High Watermark / Pointers
Some jobs support the ability to track the "last highest value" of a field from the data source so that future calls can retrieve only the data that changed. Normally, this value is a DateTime or Timestamp data type, or an integer (or long) value. For example, a database system may have a timestamp field that can be used for a High Watermark. Twitter offers an id field that contains a numeric value that keeps growing. A SharePoint List contains a LastModified field that can be used for this purpose.
Generally speaking a High Watermark is used as an optimization technique that limits how future data is retrieved so that only the changes are extracted. High Watermarks values are usually not necessary when the source system is a CDC stream itself or a messaging platform.
Specifying a Job Reader High Watermark
When creating or a updating a job reader, you can specify the High Watermark field to use
in the Timestamp / DateTime field in the Replication Settings tab.

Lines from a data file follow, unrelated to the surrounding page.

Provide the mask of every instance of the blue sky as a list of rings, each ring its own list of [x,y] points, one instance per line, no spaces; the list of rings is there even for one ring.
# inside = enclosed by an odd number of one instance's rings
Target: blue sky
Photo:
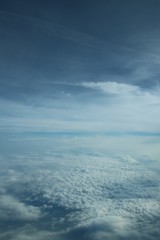
[[[0,238],[159,238],[159,12],[1,0]]]

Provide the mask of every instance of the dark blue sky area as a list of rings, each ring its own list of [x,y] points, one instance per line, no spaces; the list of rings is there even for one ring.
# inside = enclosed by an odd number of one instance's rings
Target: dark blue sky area
[[[157,86],[159,12],[156,0],[1,1],[1,96],[83,81]]]

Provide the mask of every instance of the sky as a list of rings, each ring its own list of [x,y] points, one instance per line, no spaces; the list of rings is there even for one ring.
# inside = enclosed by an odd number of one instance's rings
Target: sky
[[[159,9],[1,1],[2,131],[159,132]]]
[[[159,13],[1,0],[0,239],[159,238]]]

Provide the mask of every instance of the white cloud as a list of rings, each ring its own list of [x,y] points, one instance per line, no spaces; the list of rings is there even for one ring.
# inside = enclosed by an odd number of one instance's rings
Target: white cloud
[[[36,220],[40,217],[37,207],[27,206],[16,198],[2,195],[0,199],[0,219]]]
[[[83,82],[82,86],[101,90],[108,94],[140,94],[138,86],[117,82]]]

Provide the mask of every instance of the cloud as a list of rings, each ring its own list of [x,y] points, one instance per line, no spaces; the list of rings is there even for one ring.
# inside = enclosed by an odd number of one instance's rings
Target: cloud
[[[107,154],[91,139],[86,148],[83,138],[72,143],[67,139],[55,139],[54,151],[10,155],[5,160],[5,174],[0,174],[1,221],[23,220],[35,228],[30,233],[16,228],[6,239],[34,240],[40,233],[49,240],[75,239],[76,234],[95,240],[131,235],[149,239],[158,232],[156,172],[132,155]]]
[[[140,94],[138,86],[117,82],[83,82],[82,86],[101,90],[108,94]]]
[[[2,195],[0,199],[0,219],[1,220],[37,220],[40,211],[37,207],[27,206],[15,197]]]

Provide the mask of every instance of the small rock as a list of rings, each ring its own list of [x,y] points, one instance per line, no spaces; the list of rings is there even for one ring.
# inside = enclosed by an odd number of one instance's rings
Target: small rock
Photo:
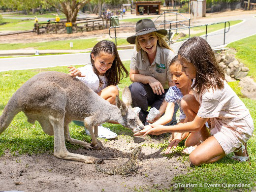
[[[247,72],[247,71],[249,71],[249,68],[248,67],[246,67],[246,66],[243,66],[242,67],[241,67],[241,70],[242,71]]]
[[[240,64],[239,64],[239,66],[240,67],[243,67],[243,66],[245,66],[244,64],[243,64],[242,63],[241,63]]]
[[[223,56],[222,56],[221,58],[221,62],[223,62],[224,61],[224,59],[226,59],[226,57],[225,57],[224,55]]]
[[[234,58],[233,57],[232,57],[231,58],[229,58],[227,60],[227,61],[226,62],[226,63],[228,64],[229,64],[230,63],[233,62],[234,61],[235,61],[235,58]]]
[[[226,68],[226,66],[225,64],[223,64],[223,65],[222,65],[221,67],[222,67],[222,68],[223,69],[224,69]]]
[[[233,65],[233,66],[234,66],[235,67],[235,66],[236,66],[237,65],[238,65],[238,66],[239,66],[239,62],[238,62],[238,61],[237,60],[235,60],[234,59],[234,61],[233,61],[232,62],[230,62],[229,63],[229,64],[232,64]],[[236,67],[236,68],[237,68],[237,67]]]
[[[235,72],[235,73],[234,73],[234,75],[235,75],[235,76],[236,76],[237,74],[241,71],[241,67],[238,67],[236,69]]]
[[[230,75],[230,69],[229,68],[226,69],[226,74],[227,75]]]
[[[247,76],[248,74],[248,72],[244,72],[244,71],[240,71],[235,77],[235,79],[238,79],[238,80],[241,80],[244,77],[245,77]]]

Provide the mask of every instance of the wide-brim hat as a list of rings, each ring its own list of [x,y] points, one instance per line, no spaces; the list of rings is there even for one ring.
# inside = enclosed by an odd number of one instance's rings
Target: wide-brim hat
[[[130,44],[135,44],[135,39],[136,36],[142,35],[152,32],[157,32],[165,36],[167,33],[166,30],[158,30],[153,21],[150,19],[142,19],[136,23],[136,34],[127,37],[127,41]]]

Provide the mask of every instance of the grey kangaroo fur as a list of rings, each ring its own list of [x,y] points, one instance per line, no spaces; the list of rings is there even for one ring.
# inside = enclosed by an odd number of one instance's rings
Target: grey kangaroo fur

The initial values can be set manually if the intent is to avoid reading all source
records the first time the job runs. To do so, click on the
Set initial pointers (high value)... link.
This screen shows how to define the Last Read Value setting of a job. However, some jobs can also hold a last "deleted" pointer, seperately from the last "read" pointer. See the Database Job Reader section for more information.
Specifying an HTTP Job Reader High Watermark
When creating an HTTP job reader, you can specify the High Watermark field to use
in the High Watermark field in the Capture Strategy tab.
In order to set this field, you need to first set a Capture Strategy that
uses a WINDOW operation (WINDOW READ or WINDOW READ + CDC).
The initial values can be set manually if the intent is to avoid reading all source
records the first time the job runs. To do so, click on the
set initial values... link.
When editing an HTTP Job Reader, the screen looks a bit different; however, the same fields are visible on the screen and can be modified the same way.
View/Editing High Watermark Values
To edit High Watermark values (last read or last deleted), select the desired job
from the list of jobs in DataZen Manager. Shortly after clicking on it, the right panel shows most job settings, including
the current High Watermark value in Last Read Pointer (in this example, a DateTime).
If the job holds a High Watermark, the Edit Pointers button
on the right panel will be enabled; click on it.
This screen shows both the Last Read Pointer and Last Delete Pointer when available. You can manually edit the value. The value can be modified as follows:
- Reset (null): resets the value to NULL; all available data will be read again
- Date/Time Value: Selects a date/time value from a date picker
- Numeric Value: Enter a numeric value
- Custom Value: Free-form text
In some cases, this setting may be an array when a job holds multiple pointers. When entering a date as free-form, use the following notation: YYYY-MM-DD hh:mm:ss.nnn
If not set correctly, changing this value may cause the job to fail.